Este post do João fez-me voltar a um dos meus temas de estimação: a falta de cultura científica da população portuguesa. Não que o João (ou sequer o Samuel de Paiva Pires) a demonstre, antes que o post original demonstra, perante a colecção de propostas de temas que exclui completamente a ciência, uma alergia a tudo o que não seja cultura "clássica" (história, literatura, filosofia ou arte). Isto não é algo que venha apenas do post do João, é algo extensível à sociedade portuguesa em geral. Note-se este artigo de opinião de Luís Francisco no Público. É essencialmente uma tentativa de humor. Para mim falhada, mas não é aí que lhe aponto o dedo, antes é ao facto de o autor ter decidido escrever sobre ciência apenas do lado do humor, sem qualquer tentativa de a compreender. Várias vezes  nos leva a pensar se está a brincar com alguns títulos ou simplesmente não compreendeu que os mesmos são absolutamente relevantes. Aquilo que o artigo demonstra é que a ciência, em Portugal, é para ser tratada como nicho de gente esquisita ou com humor.

 

Não vale a pena voltar aqui ao tema das "Duas Culturas" de C.P. Snow, quem quiser pode ler sobre o assunto. Trata-se tão só de notar que a sociedade portuguesa continua a contribuir para esta falta de cultura científica e a menorizar quem a possui. Quem numa conversa de café puxar do assunto do uso da luz por Rembrandt pode ser visto secretamente como um "chato", mas raramente lhe pedirão que se cale. Quem quiser antes falar do facto de existirem duas teorias da Relatividade e aquela que estabelece o limite da velocidade da luz ser a mais simples e "trivial" será imediatamente ignorado pela maioria.

 

Este é um sentimento que se perpetua através da falta de educação científica, da pouca relevância da ciência nos media (ver o cartoon que ilustra o post, retirado daqui) e do próprio preconceito popular (quantos não foram para Humanidades para "fugir à matemática"?). Este problema acaba por se notar de forma clara depois também nos tais exames de cultura geral de acesso à carreira diplomática. Fazem-se perguntas que até são simples, mas que nenhuma relevância terão para as funções. Acabam portanto por se valorizar as ciências (ou disciplinas) que tenham reconhecido valor científico (informática, energia) e ignorar aquelas que explorarão o conhecimento fundamental (física, matemática).

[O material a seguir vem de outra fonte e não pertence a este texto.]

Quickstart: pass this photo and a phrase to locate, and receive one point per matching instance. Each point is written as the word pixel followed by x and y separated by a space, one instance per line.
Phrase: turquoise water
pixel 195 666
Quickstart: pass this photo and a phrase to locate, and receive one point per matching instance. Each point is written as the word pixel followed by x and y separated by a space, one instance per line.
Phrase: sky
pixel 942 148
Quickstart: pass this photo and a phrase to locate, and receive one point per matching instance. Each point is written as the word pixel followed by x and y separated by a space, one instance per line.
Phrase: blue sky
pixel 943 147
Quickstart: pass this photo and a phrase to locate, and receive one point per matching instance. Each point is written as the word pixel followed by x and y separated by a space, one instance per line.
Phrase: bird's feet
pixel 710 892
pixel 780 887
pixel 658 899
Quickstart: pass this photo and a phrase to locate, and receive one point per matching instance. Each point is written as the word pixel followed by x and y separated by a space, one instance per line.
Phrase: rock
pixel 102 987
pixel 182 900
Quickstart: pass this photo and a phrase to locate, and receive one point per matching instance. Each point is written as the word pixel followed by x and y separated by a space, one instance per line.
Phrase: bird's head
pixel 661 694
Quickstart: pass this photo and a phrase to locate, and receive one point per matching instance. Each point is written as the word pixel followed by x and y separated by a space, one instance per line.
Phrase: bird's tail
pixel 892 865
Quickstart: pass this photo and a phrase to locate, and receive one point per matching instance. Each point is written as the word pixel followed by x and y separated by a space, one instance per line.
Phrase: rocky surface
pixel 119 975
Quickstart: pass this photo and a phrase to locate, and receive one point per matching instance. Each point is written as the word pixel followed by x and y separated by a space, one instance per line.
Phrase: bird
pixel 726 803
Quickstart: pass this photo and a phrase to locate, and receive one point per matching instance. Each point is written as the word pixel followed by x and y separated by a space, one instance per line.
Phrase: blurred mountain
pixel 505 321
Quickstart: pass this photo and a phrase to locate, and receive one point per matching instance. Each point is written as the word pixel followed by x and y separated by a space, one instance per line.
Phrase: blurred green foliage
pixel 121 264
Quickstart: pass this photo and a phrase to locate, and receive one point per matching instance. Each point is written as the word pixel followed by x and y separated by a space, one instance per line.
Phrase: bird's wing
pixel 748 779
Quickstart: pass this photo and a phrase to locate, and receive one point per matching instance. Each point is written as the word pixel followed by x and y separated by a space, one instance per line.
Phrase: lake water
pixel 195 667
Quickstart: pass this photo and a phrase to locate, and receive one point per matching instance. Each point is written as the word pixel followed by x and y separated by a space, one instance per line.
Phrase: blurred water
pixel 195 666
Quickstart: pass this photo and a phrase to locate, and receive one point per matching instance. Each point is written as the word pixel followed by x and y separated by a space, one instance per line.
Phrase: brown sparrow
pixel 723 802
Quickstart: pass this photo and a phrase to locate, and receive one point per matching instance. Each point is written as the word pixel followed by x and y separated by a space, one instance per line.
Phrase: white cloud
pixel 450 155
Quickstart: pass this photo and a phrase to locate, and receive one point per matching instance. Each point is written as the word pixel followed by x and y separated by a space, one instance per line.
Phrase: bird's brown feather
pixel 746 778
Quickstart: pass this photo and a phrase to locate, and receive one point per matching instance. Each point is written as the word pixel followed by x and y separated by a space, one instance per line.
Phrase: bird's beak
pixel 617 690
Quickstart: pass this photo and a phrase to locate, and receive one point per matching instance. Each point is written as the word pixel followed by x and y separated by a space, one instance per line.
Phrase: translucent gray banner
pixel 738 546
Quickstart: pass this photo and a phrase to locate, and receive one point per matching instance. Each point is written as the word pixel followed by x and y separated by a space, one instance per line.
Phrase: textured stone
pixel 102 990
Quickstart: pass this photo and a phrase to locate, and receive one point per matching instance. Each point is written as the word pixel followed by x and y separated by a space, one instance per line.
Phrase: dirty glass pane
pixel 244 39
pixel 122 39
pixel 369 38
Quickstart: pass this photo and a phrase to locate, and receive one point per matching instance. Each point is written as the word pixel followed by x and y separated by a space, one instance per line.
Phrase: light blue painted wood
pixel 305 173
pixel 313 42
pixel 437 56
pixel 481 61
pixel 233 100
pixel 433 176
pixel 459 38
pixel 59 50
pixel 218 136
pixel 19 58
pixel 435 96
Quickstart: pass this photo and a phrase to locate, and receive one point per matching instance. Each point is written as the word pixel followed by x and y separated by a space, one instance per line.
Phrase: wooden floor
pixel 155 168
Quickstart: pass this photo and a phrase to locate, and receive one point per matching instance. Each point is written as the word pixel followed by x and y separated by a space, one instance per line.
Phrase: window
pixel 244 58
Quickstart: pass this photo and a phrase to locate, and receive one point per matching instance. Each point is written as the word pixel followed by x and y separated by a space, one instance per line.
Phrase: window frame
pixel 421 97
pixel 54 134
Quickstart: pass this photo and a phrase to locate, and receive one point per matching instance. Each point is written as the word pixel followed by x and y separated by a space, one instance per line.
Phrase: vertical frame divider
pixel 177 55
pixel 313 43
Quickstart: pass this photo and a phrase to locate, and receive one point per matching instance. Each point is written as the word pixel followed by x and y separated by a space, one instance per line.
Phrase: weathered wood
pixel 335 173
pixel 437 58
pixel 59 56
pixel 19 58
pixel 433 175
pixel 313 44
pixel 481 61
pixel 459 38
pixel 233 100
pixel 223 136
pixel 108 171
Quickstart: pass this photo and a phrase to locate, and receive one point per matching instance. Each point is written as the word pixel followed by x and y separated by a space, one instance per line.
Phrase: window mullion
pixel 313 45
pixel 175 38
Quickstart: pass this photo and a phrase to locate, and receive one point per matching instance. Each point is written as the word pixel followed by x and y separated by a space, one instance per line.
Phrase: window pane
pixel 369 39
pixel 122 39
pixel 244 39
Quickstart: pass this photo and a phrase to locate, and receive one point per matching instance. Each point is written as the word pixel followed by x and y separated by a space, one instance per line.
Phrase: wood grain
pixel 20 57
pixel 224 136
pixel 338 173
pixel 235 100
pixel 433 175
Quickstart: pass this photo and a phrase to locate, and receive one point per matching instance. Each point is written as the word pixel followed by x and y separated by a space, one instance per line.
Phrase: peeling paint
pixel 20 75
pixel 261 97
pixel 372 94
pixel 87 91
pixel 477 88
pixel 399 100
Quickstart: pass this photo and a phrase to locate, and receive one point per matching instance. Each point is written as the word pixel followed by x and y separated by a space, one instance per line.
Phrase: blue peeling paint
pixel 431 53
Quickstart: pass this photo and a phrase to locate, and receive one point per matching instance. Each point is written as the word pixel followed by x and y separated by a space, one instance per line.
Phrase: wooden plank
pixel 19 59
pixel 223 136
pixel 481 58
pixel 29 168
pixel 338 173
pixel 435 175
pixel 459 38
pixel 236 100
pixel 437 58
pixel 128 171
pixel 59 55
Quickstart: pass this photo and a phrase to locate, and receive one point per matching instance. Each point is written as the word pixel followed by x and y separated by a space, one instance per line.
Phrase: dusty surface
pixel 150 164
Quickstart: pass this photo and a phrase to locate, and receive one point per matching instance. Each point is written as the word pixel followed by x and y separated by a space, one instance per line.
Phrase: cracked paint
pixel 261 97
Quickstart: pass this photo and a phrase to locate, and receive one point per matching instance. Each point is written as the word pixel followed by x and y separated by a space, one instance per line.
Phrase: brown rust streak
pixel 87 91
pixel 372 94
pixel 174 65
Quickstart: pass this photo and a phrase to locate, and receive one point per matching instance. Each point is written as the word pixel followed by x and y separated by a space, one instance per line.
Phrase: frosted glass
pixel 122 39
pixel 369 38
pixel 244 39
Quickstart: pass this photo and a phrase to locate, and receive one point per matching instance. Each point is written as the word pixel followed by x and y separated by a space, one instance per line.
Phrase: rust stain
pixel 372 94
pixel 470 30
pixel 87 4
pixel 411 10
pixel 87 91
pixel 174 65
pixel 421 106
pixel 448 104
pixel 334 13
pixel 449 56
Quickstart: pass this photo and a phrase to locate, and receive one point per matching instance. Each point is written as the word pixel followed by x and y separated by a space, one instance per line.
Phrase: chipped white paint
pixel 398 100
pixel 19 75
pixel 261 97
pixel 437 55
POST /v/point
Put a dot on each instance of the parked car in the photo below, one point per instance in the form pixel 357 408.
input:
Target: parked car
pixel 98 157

Isto não só é uma tragédia em si mesmo, mas acaba por ignorar que muitos avanços tecnológicos fundamentais para a humanidade se fizeram a partir da ciência fundamental.

 

Resolver este problema não é fácil e não é tarefa para 4 ou 5 anos, antes para uma geração. Antes de mais, creio ser necessário um programa de "alfabetização científica" em Portugal. Um programa que, sem esconder a dificuldade do estudo da ciência, mostre o quanto é fundamental para a vida de todos os indivíduos. Por outro lado, seria necessário que se eliminassem as oportunidades para fugir à ciência. Matemática e Ciências (genéricas) deveriam fazer parte dos currículos de qualquer curso, mesmo na Filosofia, Línguas ou História. Paralelamente, claro, Literatura, História e Filosofia deveriam fazer parte dos currículos de todos os cursos (fossem eles Biologia, Engenharias ou Matemática).

 

Sei que muitos se insurgirão contra uma possível intromissão do Estado nas liberdades individuais, mas eu não a vejo como mais que uma extensão das funções educativas do Estado (caso contrário deixamos de alfabetizar a população). Todos beneficiariam. Mesmo aqueles que preferissem não o fazer.